On the other hand, if manic symptoms begin 4 - 7 days after an antidepressant is added, and then diminish when antidepressant is removed, that does very strongly imply the antidepressant was responsible.  Ideally, we should have a randomized trial in which some people on a mood stabilizer are given an antidepressant, and others are not.  There is one such trial, recently published (Sachs et al), but only 14% of the eligible patients actually enrolled.  All sorts of speculation have been offered as to the kinds of bias that could have been introduced in this study because of that opportunity for "selection pressure", in which only certain kinds of patients were enrolled.  For example, perhaps only those whose physician felt that trying an antidepressant would be safe were allowed to enter.  All of those who might have had more negative reactions to antidepressants in the past, such as you have had more recently, might have been excluded.  In that case, we expect the study to show that antidepressants were not particularly bothersome for patients, and that is what was shown.  They were no worse off on antidepressants than they were on a placebo, in terms of inducing manic symptoms.  (Interestingly, neither did they respond to the antidepressant better than a placebo.   

This has created all sorts of consternation, because most clinicians are fairly convinced from their experience that antidepressants do indeed have considerable power in bipolar depression.  The problem is just the same one that you have experienced: when an antidepressant is added, sometimes it seems to be directly responsible for a dramatic push into work toward manic symptoms.  So, finally, to summarize: yes, I think nearly everyone believes that antidepressants have this capacity, even when a mood stabilizer is in place. 

2) Is antidepressant-induced hypomania/mania an example of "kindling"?   

In a word, no.  "Kindling" refers to a theoretical idea that episodes of antidepressant-induced hypomania/mania could increase a person's potential for having manic symptoms on his/her own.  In other words, perhaps antidepressant-induced episodes might act like real episodes (with no antidepressant around at all) do: in some people, in fact in many people with bipolar disorder, it appears that episode frequency and intensity can accelerate over time.  Particularly in bipolar I, one can see a pattern in which people might have years in between episodes when they are in their 20s, but have much more frequent episodes in their 30s.
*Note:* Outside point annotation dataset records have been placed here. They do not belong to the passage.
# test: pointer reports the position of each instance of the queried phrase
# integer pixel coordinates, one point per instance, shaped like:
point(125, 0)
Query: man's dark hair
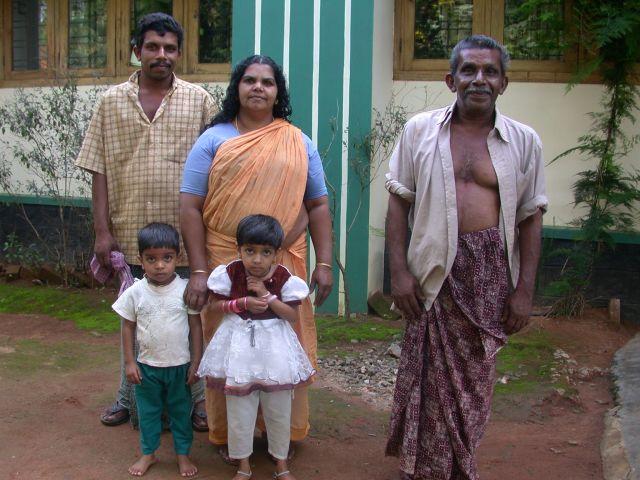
point(158, 235)
point(158, 22)
point(259, 230)
point(231, 102)
point(479, 42)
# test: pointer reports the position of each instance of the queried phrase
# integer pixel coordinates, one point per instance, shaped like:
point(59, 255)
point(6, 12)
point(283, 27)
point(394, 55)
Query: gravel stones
point(370, 373)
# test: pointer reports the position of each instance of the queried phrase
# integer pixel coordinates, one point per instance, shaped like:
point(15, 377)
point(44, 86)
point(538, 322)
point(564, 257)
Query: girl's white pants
point(241, 420)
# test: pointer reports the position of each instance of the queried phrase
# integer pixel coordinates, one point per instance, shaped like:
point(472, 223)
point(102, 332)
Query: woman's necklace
point(235, 124)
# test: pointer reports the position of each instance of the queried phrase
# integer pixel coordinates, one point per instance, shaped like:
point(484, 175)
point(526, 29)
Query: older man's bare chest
point(478, 201)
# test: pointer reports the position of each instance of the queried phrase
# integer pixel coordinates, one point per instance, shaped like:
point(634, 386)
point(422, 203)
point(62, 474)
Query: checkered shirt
point(143, 159)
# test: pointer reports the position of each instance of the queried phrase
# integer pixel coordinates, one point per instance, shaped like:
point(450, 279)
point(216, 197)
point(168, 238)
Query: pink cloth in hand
point(119, 267)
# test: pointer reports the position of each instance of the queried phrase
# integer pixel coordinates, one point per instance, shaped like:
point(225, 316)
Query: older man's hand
point(322, 278)
point(517, 311)
point(407, 294)
point(195, 295)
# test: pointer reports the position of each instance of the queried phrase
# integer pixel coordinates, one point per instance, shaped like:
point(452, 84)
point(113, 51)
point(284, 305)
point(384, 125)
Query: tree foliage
point(42, 130)
point(609, 33)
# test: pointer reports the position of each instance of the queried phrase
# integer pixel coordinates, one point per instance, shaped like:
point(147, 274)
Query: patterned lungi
point(442, 398)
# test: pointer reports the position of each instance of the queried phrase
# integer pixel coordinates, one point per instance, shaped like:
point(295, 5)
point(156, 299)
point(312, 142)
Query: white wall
point(19, 175)
point(558, 117)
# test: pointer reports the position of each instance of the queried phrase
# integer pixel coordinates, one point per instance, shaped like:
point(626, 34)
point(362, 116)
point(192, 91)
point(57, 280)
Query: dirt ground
point(55, 380)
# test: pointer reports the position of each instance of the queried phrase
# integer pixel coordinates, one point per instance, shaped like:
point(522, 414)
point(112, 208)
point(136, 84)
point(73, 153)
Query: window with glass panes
point(45, 40)
point(533, 32)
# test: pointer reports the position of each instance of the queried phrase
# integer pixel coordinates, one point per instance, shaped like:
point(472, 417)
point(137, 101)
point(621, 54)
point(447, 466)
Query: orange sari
point(263, 171)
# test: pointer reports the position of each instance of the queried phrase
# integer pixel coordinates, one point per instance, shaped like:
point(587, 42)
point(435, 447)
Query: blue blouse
point(195, 179)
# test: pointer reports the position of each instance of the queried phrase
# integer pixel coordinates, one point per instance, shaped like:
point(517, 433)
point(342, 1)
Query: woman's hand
point(322, 278)
point(133, 373)
point(195, 294)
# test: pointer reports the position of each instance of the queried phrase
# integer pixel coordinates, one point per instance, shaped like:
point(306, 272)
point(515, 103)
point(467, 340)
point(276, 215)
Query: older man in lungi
point(469, 182)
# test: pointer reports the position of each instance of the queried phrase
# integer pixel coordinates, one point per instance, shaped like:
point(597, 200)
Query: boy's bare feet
point(186, 467)
point(142, 465)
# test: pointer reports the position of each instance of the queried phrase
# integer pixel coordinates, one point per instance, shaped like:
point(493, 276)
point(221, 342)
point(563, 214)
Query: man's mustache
point(469, 91)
It appears as though episodes can be get episodes: each one making subsequent episodes more likely to occur, and more severe when they do occur. 

The question with "kindling" is first whether this pattern is truly associated with the episodes themselves (which we probably will not know until we have a better biologic understanding of what causes these episodes); and secondly whether antidepressants can cause the same kind of "push forward" that naturally occurring episodes seem to, in some people. 

3) Does having a mixed state mean that you have Bipolar I, not Bipolar II? 

Technically yes, but in practice, mood experts around the world have been very consistent in recognizing that bipolar II can have mixed states (e.g. a recent summary on this issue by Vieta and Suppes) -- so in terms of present-day understanding, having mixed states does not really shift your diagnosis one way or another. 

Thank you for interesting questions, all of which demonstrate that you have been doing quite a bit of self-education.